En effet, l'application des mesures prévues à l'article 2 implique que les heures supplémentaires effectuées par les salariés des entreprises où la durée du travail n'aura pas été réduite à 35 heures seront rémunérées avec une majoration non pas de 25 %, mais de 15 %, les 10 % restants devant alimenter un fonds destiné à financer le passage aux 35 heures ! Ces salariés seront donc désavantagés par rapport à leurs collègues travaillant dans des entreprises ayant signé un accord sur les 35 heures, où la rémunération des heures supplémentaires sera majorée au taux plein de 25 %.
Dès lors, où est la justice sociale et où sont les conditions favorables au dialogue entre les salariés et l'entreprise ? Vous allez au contraire créer, madame le ministre, des difficultés au sein de l'entreprise, car on peut s'attendre à des mouvements sociaux provoqués par les salariés, lesquels n'accepteront pas d'être pénalisés du fait que leur entreprise n'aura pas réduit à 35 heures la durée du travail. Il s'agit donc de mesures incitatives aux effets pervers, non seulement pour les salariés, mais également pour l'entreprise.

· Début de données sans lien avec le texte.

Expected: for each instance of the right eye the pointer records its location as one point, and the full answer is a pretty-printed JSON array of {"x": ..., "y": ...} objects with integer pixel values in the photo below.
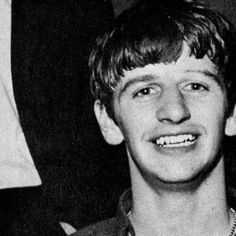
[{"x": 147, "y": 92}]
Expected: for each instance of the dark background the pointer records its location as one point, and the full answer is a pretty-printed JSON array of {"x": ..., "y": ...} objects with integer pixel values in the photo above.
[{"x": 82, "y": 176}]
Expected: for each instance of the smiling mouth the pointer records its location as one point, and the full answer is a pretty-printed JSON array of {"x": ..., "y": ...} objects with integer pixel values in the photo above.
[{"x": 175, "y": 141}]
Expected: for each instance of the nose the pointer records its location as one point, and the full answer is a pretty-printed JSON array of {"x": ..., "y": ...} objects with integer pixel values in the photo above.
[{"x": 173, "y": 108}]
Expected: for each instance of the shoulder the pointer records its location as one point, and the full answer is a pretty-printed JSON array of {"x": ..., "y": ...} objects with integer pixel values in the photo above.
[{"x": 103, "y": 228}]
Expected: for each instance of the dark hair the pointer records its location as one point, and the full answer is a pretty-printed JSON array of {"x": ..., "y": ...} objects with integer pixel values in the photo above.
[{"x": 153, "y": 32}]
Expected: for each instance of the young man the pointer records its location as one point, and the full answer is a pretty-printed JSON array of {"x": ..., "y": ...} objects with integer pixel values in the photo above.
[{"x": 163, "y": 83}]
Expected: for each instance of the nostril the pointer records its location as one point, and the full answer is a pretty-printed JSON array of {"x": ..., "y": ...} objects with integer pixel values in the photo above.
[{"x": 173, "y": 113}]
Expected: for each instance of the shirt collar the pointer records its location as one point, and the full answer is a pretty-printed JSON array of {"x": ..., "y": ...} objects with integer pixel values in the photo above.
[{"x": 124, "y": 225}]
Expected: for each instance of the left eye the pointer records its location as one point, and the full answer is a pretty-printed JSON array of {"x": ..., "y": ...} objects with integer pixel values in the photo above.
[
  {"x": 145, "y": 92},
  {"x": 196, "y": 87}
]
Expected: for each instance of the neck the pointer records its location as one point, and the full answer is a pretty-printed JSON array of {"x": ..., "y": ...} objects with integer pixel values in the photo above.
[{"x": 184, "y": 211}]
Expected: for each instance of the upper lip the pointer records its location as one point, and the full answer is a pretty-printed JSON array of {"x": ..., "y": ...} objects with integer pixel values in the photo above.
[{"x": 154, "y": 137}]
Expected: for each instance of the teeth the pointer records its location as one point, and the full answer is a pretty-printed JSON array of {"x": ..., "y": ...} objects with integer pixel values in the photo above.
[{"x": 176, "y": 141}]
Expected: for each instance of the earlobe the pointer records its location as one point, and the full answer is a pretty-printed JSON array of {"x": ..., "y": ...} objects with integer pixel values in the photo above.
[
  {"x": 110, "y": 131},
  {"x": 230, "y": 128}
]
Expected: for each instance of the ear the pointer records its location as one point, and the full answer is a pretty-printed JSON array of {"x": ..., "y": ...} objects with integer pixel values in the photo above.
[
  {"x": 230, "y": 128},
  {"x": 110, "y": 131}
]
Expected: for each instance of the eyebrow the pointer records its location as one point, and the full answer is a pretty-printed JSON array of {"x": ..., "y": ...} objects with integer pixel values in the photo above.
[
  {"x": 138, "y": 79},
  {"x": 211, "y": 75}
]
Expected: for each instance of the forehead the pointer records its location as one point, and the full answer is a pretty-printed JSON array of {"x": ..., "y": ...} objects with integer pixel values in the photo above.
[{"x": 184, "y": 64}]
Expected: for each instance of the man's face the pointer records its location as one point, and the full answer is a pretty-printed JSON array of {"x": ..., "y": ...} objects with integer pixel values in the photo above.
[{"x": 172, "y": 116}]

Je conclurai mon propos par une troisième considération relative au repos compensateur.
Comme l'a relevé M. Mélenchon, nous restons sur ce point cohérents avec notre position de départ, puisque nous voulons, là aussi, privilégier la négociation entre les salariés et l'entreprise. M. Gournac a souligné très justement que celle-ci doit porter sur l'ensemble des douze mois de l'année, mais M. Mélenchon nous a fait remarquer que notre proposition ne tient pas compte de la fatigue que peut représenter, pour un salarié, une longue durée de travail sur une journée. Selon lui, le repos compensateur doit alors suivre immédiatement cet effort prolongé, afin que le salarié concerné puisse récupérer de la fatigue qu'il a accumulée.
Certes, tout dépend sans doute de la nature de l'activité, et la discussion doit être ouverte sur ce point. Cependant, de par mon expérience d'exploitant agricole, je puis vous dire que le travail saisonnier impose un rythme soutenu pendant une partie de l'année. Il a donc été convenu avec les salariés de mon entreprise que le repos compensateur pourrait éventuellement ne pas être pris immédiatement, mais intervenir à une période creuse de l'année, par exemple en décembre si les intéressés en sont d'accord.
Si l'on veut réglementer, on finit par enfermer le dialogue social et la concertation dans des dispositions législatives et réglementaires trop contraignantes, et, bien évidemment, le fonctionnement de l'entreprise perd de sa souplesse. Au bout du compte, c'est le salarié lui-même qui risque de se trouver pénalisé.
Telles sont les raisons pour lesquelles nous sommes convaincus que nous parviendrons à redynamiser l'emploi dans ce pays plutôt par le dialogue social et la conclusion d'accords d'entreprise que par la voie réglementaire ou législative.
Mme Nicolo Borvo. Que ne l'avez-vous fait avant !
M. le président. Je vais mettre aux voix les amendements identiques n°s 10 et 50.
M. Philippe Arnaud. Je retire l'amendement n° 50, monsieur le président.
M. le président. L'amendement n° 50 est retiré.
Personne ne demande plus la parole ?...
Je mets aux voix l'amendement n° 10, repoussé par le Gouvernement.
M. Guy Fischer. Le groupe communiste républicain et citoyen s'abstient.
M. Alain Gournac. Ah ! Ah !
(L'amendement est adopté.)
M. le président. En conséquence, l'article 2 est supprimé, et les amendements n°s 81 et 95 à 106 n'ont plus d'objet.